Just what “discuss” means is also open to interpretation.
In any event, what then followed in the order were five distinct subparagraphs. Some of them are clearly to be read conjunctively with the opening sentence, but others I am not so sure. For example, there is a defined place at which the conference is to be organised; a facilitator is to be organised; and, if, presumably, agreement cannot be reached about the facilitator, the facilitator is to be organised by the mother.
One thing that is clear is that the conference was to be held no later than the end of the third school term. As such, in respect of this contravention, the focus really can only be on the period from the making of the order in February 2013 until August or September of the 2013 year. It is common ground that the conference was not organised prior to the end of the third school term.

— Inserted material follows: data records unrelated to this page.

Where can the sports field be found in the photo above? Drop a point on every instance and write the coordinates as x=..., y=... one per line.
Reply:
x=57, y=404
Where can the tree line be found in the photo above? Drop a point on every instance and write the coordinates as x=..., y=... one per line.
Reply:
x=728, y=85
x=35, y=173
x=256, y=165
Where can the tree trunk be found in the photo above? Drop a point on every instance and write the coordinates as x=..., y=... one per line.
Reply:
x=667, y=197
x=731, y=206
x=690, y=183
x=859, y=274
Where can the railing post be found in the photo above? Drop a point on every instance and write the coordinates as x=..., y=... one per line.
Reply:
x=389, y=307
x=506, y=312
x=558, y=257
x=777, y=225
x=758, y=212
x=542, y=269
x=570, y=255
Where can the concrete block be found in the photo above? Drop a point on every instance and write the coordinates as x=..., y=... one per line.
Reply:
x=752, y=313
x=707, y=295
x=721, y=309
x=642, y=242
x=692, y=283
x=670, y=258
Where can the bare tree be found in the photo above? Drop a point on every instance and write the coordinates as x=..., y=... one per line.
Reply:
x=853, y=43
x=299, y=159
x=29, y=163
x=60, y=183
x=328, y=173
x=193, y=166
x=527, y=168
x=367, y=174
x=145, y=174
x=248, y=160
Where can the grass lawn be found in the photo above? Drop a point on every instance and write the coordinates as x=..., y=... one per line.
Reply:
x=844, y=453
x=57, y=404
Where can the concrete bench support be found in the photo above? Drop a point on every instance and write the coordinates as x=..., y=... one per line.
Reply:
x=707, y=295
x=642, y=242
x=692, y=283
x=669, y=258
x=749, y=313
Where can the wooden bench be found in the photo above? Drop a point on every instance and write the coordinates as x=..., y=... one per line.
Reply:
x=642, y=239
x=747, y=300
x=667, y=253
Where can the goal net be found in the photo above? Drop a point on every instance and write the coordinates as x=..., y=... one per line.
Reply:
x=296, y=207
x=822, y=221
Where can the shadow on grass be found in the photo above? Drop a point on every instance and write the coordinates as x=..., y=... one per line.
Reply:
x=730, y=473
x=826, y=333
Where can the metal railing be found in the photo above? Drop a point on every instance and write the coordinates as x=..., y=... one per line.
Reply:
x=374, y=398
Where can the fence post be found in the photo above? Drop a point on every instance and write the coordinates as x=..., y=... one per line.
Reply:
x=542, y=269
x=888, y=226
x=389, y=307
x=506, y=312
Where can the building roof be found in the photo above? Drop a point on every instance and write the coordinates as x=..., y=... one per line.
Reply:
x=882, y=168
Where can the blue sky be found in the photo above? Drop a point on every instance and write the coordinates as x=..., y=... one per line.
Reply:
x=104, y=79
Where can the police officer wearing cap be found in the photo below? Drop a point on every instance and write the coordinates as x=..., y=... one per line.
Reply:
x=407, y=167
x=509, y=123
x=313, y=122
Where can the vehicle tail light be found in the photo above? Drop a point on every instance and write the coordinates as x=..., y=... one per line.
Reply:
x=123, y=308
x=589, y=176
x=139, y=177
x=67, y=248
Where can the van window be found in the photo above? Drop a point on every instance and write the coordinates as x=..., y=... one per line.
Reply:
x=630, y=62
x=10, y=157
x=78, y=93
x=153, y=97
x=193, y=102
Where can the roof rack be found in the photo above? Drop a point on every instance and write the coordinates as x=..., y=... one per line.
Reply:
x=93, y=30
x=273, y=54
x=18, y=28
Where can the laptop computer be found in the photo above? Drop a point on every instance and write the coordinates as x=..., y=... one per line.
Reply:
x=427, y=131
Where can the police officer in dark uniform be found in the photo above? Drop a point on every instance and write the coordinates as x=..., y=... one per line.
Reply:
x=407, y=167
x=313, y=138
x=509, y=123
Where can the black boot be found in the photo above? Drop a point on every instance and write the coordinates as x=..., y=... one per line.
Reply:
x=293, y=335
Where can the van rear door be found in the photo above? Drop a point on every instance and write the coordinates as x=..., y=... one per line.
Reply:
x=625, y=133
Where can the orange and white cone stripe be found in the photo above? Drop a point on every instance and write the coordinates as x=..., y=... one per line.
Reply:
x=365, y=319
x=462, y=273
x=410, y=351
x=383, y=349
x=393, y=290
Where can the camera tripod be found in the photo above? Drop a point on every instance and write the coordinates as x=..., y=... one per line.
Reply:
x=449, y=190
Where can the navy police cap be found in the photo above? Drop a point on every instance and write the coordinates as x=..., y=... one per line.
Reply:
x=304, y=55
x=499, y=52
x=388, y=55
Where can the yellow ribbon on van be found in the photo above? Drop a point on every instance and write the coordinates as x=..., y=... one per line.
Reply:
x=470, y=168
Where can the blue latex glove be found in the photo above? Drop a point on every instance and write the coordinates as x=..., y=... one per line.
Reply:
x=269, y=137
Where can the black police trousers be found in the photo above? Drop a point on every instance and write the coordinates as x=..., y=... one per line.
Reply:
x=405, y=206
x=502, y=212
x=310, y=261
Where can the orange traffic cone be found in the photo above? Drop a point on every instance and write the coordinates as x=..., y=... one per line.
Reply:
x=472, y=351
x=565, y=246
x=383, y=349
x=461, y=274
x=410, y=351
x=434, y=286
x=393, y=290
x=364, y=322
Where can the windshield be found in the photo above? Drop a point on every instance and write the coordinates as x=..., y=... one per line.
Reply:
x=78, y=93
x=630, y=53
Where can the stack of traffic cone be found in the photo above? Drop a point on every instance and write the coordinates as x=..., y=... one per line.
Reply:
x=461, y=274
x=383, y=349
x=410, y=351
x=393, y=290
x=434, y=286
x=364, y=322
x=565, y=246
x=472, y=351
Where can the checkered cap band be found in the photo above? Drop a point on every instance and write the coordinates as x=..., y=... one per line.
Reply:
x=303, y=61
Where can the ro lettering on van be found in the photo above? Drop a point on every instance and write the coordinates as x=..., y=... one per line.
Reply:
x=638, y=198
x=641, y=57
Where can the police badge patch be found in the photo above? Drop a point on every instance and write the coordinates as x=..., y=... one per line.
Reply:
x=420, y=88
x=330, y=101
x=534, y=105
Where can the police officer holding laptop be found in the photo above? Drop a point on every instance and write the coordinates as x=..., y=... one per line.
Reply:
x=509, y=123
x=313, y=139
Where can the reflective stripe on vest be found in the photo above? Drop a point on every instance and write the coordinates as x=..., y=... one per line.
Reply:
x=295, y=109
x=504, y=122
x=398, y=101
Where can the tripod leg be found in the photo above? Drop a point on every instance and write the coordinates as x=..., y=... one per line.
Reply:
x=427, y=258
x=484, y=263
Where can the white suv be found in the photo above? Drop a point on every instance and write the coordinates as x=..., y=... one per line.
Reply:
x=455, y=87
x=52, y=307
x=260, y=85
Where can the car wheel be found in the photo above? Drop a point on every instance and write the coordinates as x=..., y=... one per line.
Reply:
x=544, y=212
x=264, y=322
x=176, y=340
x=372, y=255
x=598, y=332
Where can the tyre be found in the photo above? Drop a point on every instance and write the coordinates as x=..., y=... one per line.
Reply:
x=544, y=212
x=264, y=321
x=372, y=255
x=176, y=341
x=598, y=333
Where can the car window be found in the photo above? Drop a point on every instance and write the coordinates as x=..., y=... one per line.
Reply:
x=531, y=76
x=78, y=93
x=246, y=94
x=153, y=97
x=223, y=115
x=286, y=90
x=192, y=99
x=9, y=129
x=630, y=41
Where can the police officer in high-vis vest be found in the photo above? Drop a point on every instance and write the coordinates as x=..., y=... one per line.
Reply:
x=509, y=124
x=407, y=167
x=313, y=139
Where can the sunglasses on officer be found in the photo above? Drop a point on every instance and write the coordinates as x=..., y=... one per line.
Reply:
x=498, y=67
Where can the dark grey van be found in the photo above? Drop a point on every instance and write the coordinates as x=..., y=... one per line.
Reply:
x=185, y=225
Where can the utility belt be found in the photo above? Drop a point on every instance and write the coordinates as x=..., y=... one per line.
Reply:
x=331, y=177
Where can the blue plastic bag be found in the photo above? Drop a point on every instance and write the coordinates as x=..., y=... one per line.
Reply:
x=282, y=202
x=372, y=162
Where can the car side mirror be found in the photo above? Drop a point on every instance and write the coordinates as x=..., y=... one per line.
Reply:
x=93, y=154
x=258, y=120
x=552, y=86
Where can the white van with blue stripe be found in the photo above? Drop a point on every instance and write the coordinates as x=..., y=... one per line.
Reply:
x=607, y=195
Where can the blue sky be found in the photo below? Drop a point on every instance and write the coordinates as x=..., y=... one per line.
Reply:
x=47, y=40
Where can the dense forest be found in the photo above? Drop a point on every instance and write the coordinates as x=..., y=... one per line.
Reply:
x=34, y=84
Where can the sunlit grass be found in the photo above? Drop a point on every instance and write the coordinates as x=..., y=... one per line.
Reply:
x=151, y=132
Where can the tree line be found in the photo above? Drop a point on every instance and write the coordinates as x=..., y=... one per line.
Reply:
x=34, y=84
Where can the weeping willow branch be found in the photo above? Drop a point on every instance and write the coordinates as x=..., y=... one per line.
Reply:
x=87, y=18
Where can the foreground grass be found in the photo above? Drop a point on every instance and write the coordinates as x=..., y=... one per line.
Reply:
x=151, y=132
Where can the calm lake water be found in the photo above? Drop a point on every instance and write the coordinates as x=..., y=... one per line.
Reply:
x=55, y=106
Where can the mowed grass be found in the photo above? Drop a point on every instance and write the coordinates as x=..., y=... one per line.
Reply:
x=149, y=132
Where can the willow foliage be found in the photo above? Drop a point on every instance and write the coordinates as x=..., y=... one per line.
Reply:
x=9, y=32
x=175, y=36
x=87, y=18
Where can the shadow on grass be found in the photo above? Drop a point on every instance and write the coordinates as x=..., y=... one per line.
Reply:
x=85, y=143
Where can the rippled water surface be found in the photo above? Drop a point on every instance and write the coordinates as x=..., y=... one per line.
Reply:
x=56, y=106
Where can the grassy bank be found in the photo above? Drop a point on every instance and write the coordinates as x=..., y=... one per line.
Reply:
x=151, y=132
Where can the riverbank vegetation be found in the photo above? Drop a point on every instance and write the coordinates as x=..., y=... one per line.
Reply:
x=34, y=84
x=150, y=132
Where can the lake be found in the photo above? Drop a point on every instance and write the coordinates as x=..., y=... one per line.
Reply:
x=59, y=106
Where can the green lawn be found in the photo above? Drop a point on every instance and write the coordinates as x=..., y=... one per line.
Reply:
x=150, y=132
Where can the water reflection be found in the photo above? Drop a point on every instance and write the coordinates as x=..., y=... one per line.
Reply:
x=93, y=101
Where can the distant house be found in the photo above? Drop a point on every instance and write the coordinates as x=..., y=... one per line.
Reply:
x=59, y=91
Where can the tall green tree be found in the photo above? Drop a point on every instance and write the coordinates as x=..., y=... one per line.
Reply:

Paragraph 4 then provides that the case conference is to be attended by each parent, and up to four people chosen by each of them to include any:
family, doctors, and allied health or teaching professionals, in addition to any other person nominated by [K’s] School.
It is not clear whether those words include any family, or does the comma appear there as an error, in which case it presumably means family doctors. If so, whose family doctors? Is it both parties’ family doctors or K’s family doctor? Who are the allied health and/or teaching professionals? Presumably if there are teaching professionals, then they would not fit in to the next category, which is “any other person nominated by [K’s] school.” The whole part of this is very confusing.
The fifth part of paragraph 4 reads:
With an agenda to be provided by the mother to the father at least 28 days before the conference, to be returned to her by the father with any additional agenda items within 14 days of his receipt of it.
That seems relatively clear. The mother was to arrange an annual case conference to discuss K’s health. She was to prepare an agenda to be sent at least 28 days before the appointed conference date. The father then had the opportunity to add additional agenda items.
Subparagraph 4(e) concludes with a semicolon. Then the following sentence appears almost as if it was part of (e), but it seems more to be part of the opening sentence of paragraph 4:
Provided that in the absence of any agreement, the mother shall determine the educational issues and shall, between annual conferences, keep the father informed of any educational decisions and advise him of appointments.
If I treat (a) to (e) as conditions or parts of the obligations concerning the conference, then the conference becomes even more confusing because paragraph 4 could be read that the mother shall arrange an annual case conference to discuss K’s health and education, provided that in the absence of any agreement, the mother shall determine the educational issues.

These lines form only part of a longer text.